For over two decades, the ACG® System has been the standard for risk adjustment. Based on the premise that clustering of morbidity is a better predictor of health services resource use than the presence of specific diseases or disease hierarchies, the ACG System provides a multi-morbidity framework that is clinically logical, informative of future healthcare resources, easy to use and applicable to both financial and clinical managers.
Some of the unique advantages of the Johns Hopkins ACG® System are:
Clinical complexity represents more than merely summing diagnosis codes. The fundamental difference between the ACG System and other case-mix systems is that the ACG System categorizes people. At times, many clinicians and health administrators think of patients as fitting into single diagnostic classes – asthmatics, diabetics, patients with heart failure. But measuring the health of a population using indicators of specific diseases or episodes-of-care fails to capture the entirety of morbidity and health care that a person experiences over time and across service settings. Information on the totality of a patient’s healthcare needs is required to anticipate resource consumption adequately.
Supports the full-spectrum of management applications. The ACG System describes the health status of all persons in a population, ranging from those with relatively minor medical needs, such as preventive services and acute infections, to the most expensive, sickest 5% of the population that consumes 50% of all health care resources. This characteristic of the ACG System makes it well-suited for several applications, including identifying high risk patient with multiple morbidities, describing the morbidity burden of a population, assessing primary care provider performance, profiling entire health systems, targeting groups of patients who would benefit from care management, and rate-setting.
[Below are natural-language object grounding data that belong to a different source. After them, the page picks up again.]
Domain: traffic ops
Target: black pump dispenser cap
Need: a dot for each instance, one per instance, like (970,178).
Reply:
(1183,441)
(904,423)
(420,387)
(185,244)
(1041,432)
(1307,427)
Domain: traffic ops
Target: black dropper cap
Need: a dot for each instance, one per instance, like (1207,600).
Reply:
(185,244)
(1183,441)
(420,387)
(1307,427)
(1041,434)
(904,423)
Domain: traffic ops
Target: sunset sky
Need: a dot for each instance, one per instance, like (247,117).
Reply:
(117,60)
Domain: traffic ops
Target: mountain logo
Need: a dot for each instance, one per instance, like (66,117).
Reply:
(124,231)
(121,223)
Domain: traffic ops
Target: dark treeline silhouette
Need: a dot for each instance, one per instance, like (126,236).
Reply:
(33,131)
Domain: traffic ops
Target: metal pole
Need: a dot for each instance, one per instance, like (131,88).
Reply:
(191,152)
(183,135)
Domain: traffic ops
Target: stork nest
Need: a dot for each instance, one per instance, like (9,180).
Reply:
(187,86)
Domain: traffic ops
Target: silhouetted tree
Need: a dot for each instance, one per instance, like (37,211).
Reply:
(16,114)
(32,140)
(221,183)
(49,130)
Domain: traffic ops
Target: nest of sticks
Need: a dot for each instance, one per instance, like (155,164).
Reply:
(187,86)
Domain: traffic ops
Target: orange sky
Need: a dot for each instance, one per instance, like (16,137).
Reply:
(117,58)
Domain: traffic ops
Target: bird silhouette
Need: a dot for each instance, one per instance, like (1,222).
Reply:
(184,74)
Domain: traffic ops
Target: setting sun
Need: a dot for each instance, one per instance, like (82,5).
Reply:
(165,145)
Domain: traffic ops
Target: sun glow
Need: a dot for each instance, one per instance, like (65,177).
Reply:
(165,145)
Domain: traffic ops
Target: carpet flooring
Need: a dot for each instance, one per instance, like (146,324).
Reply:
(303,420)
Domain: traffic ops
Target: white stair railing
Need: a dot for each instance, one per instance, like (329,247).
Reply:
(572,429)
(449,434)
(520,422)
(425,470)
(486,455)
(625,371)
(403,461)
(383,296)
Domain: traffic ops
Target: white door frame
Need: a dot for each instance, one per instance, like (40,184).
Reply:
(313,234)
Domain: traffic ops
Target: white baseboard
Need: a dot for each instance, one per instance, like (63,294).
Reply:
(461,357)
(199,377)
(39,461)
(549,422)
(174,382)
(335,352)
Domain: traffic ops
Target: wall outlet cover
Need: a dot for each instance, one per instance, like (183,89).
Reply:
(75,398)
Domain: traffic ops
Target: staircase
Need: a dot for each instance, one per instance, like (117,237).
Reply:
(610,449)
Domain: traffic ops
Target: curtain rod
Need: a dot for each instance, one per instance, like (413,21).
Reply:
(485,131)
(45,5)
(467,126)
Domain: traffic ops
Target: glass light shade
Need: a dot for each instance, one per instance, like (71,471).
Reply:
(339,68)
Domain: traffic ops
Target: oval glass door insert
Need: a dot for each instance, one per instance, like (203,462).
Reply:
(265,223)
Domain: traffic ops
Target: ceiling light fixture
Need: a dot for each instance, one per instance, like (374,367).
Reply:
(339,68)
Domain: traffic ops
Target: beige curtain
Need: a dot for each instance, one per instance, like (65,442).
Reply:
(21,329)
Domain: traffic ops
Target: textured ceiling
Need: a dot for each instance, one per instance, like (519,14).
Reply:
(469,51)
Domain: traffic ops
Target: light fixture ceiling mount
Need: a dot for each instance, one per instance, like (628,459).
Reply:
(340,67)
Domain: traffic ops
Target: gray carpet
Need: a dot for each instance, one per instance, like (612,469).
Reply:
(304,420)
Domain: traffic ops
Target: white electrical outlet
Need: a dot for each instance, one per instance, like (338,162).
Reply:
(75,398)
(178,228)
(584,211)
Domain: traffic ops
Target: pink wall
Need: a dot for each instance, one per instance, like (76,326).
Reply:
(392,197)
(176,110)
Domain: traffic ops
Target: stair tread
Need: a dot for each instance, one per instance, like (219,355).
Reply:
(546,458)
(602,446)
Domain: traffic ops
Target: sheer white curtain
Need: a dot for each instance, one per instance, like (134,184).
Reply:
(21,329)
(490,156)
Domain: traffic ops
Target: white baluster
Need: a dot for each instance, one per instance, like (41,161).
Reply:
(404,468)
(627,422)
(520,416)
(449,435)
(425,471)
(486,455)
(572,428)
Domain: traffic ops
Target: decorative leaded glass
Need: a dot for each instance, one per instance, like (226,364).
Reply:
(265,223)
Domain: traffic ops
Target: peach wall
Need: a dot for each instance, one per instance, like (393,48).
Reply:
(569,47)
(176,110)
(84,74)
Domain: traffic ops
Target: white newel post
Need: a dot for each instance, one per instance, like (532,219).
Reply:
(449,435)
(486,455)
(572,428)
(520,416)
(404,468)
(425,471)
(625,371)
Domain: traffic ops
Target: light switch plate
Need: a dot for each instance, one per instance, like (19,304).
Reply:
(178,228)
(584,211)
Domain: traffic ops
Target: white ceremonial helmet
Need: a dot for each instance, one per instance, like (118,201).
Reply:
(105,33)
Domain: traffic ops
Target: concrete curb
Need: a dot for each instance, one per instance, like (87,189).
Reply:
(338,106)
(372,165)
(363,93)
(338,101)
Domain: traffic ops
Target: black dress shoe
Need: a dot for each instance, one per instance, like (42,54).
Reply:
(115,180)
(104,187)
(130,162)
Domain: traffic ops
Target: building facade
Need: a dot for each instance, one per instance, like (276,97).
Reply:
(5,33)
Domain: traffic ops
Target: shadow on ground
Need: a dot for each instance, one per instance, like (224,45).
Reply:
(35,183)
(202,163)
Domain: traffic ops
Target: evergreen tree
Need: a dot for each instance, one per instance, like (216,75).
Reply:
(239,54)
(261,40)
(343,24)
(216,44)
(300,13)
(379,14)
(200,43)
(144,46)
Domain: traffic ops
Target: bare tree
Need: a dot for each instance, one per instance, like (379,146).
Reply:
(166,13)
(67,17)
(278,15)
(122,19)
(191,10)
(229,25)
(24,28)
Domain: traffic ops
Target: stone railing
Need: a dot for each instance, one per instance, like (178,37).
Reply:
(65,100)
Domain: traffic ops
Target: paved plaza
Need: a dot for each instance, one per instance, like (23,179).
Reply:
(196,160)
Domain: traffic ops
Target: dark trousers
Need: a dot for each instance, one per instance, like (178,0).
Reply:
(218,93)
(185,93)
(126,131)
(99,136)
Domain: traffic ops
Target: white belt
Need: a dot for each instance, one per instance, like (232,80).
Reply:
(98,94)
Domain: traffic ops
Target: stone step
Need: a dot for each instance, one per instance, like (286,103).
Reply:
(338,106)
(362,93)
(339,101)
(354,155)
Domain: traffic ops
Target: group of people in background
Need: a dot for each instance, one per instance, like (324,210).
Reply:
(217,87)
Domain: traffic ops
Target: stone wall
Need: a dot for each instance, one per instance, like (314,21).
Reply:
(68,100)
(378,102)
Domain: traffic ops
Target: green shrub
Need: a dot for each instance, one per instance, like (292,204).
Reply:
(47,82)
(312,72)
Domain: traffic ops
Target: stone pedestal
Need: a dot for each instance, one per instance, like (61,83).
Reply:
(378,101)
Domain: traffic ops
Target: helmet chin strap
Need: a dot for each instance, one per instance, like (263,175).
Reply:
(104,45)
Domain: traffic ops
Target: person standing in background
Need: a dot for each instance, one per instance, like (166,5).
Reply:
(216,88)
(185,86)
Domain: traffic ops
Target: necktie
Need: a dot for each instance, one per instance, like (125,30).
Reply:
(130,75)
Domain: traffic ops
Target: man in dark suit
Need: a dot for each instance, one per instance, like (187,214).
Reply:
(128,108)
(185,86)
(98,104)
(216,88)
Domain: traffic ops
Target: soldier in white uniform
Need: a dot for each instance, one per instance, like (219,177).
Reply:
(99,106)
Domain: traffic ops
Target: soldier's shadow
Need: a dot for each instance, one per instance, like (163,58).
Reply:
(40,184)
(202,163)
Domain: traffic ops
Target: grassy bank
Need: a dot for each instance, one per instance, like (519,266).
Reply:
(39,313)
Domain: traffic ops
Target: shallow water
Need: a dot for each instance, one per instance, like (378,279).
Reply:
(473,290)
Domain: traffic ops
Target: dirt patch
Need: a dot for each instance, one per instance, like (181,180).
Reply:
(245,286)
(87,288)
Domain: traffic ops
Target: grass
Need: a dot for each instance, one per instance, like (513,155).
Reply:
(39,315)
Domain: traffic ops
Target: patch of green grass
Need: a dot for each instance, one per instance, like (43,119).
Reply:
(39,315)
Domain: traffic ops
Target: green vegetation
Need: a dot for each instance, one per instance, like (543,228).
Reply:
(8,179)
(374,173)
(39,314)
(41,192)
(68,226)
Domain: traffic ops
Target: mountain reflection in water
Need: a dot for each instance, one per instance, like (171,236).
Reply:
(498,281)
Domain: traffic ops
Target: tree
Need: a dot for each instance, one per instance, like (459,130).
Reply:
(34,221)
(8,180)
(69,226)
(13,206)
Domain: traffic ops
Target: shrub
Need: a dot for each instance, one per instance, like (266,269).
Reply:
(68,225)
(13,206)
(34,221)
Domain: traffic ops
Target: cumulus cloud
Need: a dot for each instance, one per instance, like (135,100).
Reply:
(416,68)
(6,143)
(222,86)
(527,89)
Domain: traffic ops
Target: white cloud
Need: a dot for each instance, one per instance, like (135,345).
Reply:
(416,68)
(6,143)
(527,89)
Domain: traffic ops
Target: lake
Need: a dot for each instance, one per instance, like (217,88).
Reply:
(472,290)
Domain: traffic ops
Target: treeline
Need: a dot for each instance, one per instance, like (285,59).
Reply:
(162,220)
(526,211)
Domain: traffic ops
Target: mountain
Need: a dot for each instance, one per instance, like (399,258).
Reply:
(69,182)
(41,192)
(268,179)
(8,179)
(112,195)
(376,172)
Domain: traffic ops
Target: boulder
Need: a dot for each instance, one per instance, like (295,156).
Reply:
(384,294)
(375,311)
Avoids basing complexity on specific procedures or hospitalizations. Unlike other case-mix/risk adjustment systems, ACGs do not use admissions or procedures to categorize people. Categorization is based on patient needs, as reflected in clinical diagnoses rather than in a provider’s practice pattern. Thus, the ACG System is not prone to the potential shortcomings of other systems that can categorize patients into “sicker” categories because a clinician’s practice style is more intensive. Moreover, the ACG System does not provide perverse incentives for clinicians to perform unnecessary procedures or hospitalize patients to increase their risk rating and thereby secure higher levels of compensation.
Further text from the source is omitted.